The question hangs in the cold air between us. I could deflect. Make a joke, change the subject, find some excuse to walk away. That's what I should do. That's what would be smart.
But Laine's standing there in her too-big jacket with her cold fingers and her steady eyes, and she's asking me a real question. Maybe the first real question anyone's asked me in years.
"I broke things," I say finally. "And people. That was my job. Being good at breaking things."
The words hang there between us, and I can see her trying to piece together what I'm not saying. Like how sometimes our missions didn't make the news because they weren't supposed to exist. How we'd go into places where the line between good guys and bad guys got so blurry you couldn't tell which side you were on anymore. How I got really fucking good at things I can't talk about, even now.
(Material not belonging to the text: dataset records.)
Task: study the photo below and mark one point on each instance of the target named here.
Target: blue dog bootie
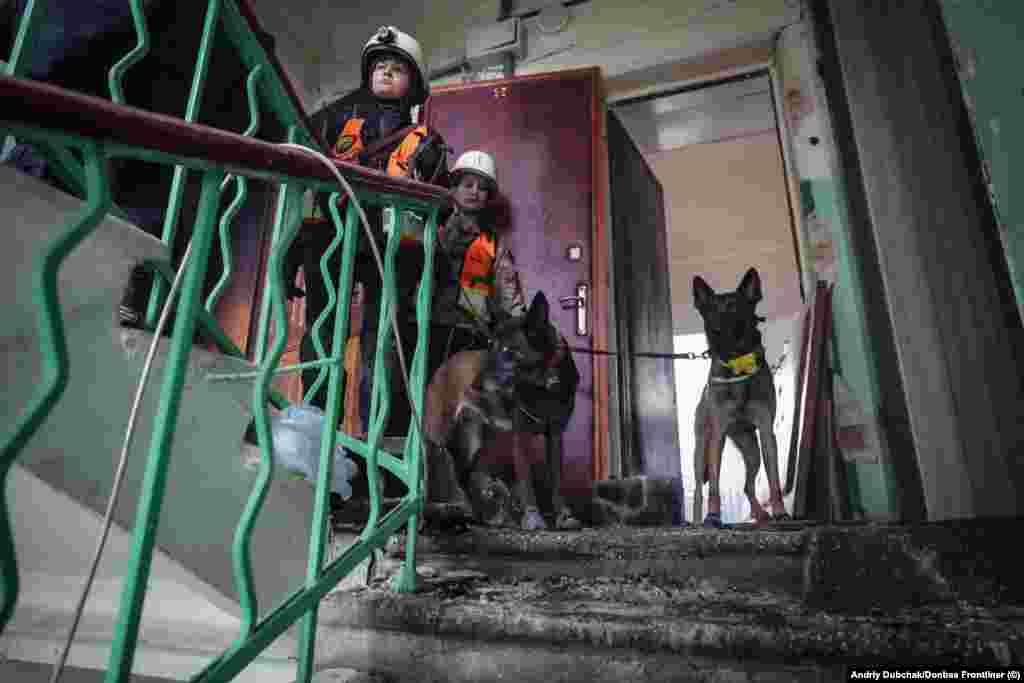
(713, 520)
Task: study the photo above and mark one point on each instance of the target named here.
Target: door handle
(580, 303)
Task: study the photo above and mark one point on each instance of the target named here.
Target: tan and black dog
(738, 398)
(529, 387)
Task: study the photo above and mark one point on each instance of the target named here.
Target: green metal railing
(101, 131)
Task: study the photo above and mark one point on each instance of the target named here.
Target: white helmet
(476, 162)
(389, 39)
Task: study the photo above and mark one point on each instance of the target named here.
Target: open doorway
(716, 150)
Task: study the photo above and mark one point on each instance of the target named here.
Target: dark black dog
(738, 398)
(524, 383)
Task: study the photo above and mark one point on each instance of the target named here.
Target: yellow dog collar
(744, 365)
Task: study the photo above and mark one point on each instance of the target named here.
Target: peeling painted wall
(824, 222)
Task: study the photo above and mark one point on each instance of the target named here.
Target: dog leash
(687, 355)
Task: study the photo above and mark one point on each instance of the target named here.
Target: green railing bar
(210, 326)
(380, 403)
(415, 457)
(180, 172)
(31, 18)
(117, 73)
(243, 652)
(318, 537)
(339, 230)
(155, 477)
(252, 54)
(284, 370)
(53, 348)
(264, 309)
(386, 459)
(290, 220)
(241, 194)
(68, 169)
(119, 151)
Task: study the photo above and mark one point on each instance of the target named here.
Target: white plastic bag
(296, 435)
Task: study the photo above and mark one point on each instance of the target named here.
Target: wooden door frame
(600, 303)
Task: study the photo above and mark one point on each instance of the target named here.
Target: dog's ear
(750, 286)
(537, 314)
(701, 293)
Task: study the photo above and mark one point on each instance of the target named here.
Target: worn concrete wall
(986, 39)
(825, 225)
(727, 212)
(620, 38)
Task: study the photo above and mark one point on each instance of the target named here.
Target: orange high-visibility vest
(349, 145)
(478, 265)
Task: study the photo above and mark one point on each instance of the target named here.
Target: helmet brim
(419, 89)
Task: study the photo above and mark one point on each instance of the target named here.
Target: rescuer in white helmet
(372, 126)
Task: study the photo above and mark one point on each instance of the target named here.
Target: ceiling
(734, 110)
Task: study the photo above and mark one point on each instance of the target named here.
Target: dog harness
(743, 368)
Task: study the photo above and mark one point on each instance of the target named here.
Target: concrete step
(465, 626)
(743, 559)
(681, 604)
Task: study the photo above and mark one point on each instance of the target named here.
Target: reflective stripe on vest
(478, 265)
(349, 145)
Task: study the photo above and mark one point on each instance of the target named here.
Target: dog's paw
(713, 520)
(567, 521)
(532, 520)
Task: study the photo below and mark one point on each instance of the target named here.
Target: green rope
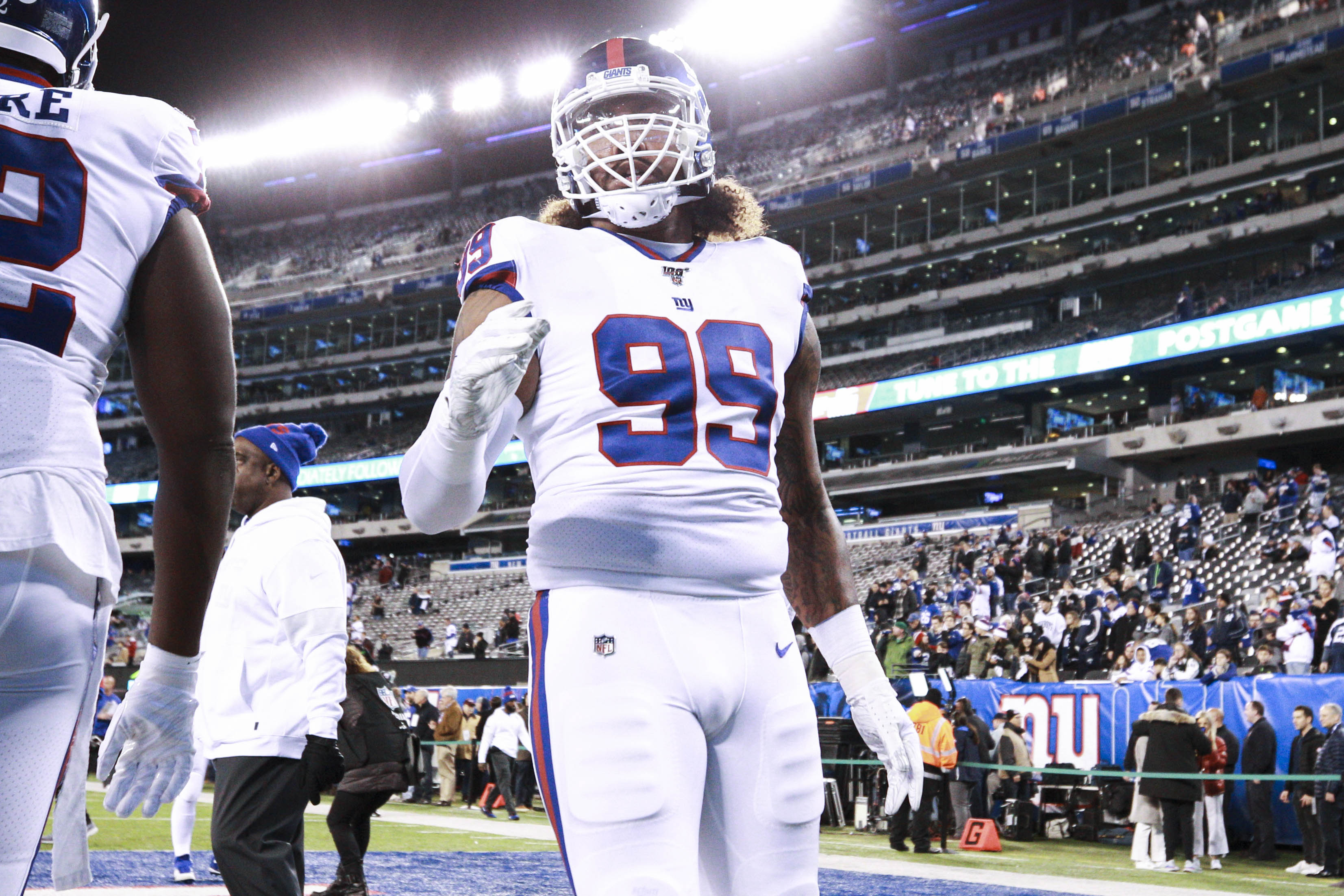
(1104, 773)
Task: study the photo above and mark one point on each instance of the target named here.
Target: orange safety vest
(936, 741)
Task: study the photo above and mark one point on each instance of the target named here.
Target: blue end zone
(471, 875)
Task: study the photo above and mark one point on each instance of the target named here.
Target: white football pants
(185, 807)
(675, 743)
(49, 644)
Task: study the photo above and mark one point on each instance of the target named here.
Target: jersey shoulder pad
(495, 256)
(172, 144)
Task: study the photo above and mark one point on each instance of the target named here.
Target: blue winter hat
(288, 445)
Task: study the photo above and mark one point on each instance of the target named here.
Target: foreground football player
(654, 352)
(92, 246)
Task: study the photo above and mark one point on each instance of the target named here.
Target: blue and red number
(642, 362)
(739, 371)
(45, 237)
(647, 361)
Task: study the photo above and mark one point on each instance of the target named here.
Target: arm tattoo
(819, 581)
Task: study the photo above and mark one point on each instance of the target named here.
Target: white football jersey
(652, 438)
(89, 179)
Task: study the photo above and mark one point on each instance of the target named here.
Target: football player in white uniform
(92, 246)
(655, 355)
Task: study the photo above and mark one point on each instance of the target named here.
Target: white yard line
(1049, 883)
(168, 890)
(890, 867)
(482, 825)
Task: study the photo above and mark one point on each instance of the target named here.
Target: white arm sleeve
(443, 479)
(488, 737)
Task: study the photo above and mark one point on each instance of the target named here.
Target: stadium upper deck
(1211, 202)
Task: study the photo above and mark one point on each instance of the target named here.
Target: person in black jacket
(376, 742)
(1234, 751)
(1260, 758)
(1117, 555)
(1299, 794)
(1175, 743)
(1330, 794)
(984, 738)
(426, 716)
(1229, 626)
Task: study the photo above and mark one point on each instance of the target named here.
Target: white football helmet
(631, 135)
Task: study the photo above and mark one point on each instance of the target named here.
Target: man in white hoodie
(273, 665)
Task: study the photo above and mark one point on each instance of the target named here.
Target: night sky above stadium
(236, 63)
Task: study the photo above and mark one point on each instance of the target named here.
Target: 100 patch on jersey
(646, 362)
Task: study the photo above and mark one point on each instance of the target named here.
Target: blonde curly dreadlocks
(729, 214)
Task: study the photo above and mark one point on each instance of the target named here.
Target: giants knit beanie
(288, 445)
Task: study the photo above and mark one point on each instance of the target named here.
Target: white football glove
(488, 367)
(151, 737)
(877, 714)
(889, 733)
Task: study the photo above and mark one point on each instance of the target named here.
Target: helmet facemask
(632, 147)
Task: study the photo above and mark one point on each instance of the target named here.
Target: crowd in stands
(991, 98)
(1186, 593)
(925, 112)
(1136, 312)
(990, 773)
(372, 241)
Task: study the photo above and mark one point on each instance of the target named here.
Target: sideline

"Some of it was the kind of work that keeps people safe," I continue, my voice rough. "But some of it..." I stop, shake my head.
She doesn't flinch. Doesn't look away.
"And now you fix them."
It's not a question. It's a statement, simple and direct, and it hits me so hard I forget how to breathe for a second.
"Trying to," I manage. "Not sure I'm very good at it."
"You're here." She gestures at the camp, at the people huddled around fires and heat lamps, at the whole messy sprawling chaos of it. "That counts for something."
I want to tell her it doesn't. That showing up to hand out blankets and hold clipboards doesn't erase the things I've done, the people I'vehurt. That being here tonight doesn't make up for what I did to her, to Reid, to whatever chance they had at being happy.
But before I can figure out how to say any of that, someone calls Laine's name from across the camp. She holds up a hand in acknowledgment, then turns back to me.
"I have to?—"
"Go. I've got the station."
She hesitates. "You sure? There might be more blood."
"It wasn't the blood. Mostly. It was the smell. And the pus." Yeah, I gotta stop thinking about that. My knees don't fucking like it.
That almost-smile again. "Try not to pass out while I'm gone."
"No promises."
She walks away toward whoever called her, and I watch her go. Can't help it. The way she moves through the camp, stopping to check on people, adjusting someone's blanket, crouching down to talk to a kid who shouldn't be out here in this cold?—
She's something else. She really is.
And she's not mine. Never was, never will be. She's Reid's, or she should be, and the best thing I can do is make sure I don't fuck that up any worse than I already have.
But watching her out here, doing this work, being exactly who she is?—
Fuck. It hurts.
It hurts more than Cortez bleeding out in my arms. More than the dreams that still wake me up at 3 AM. More than any of the shit I've been through, because at least that pain made sense. At least I earned it.
This? Loving someone I can't have, someone I don't deserve, someone whose life would be better if I'd never walked into it?
This is the kind of hurt that doesn't heal.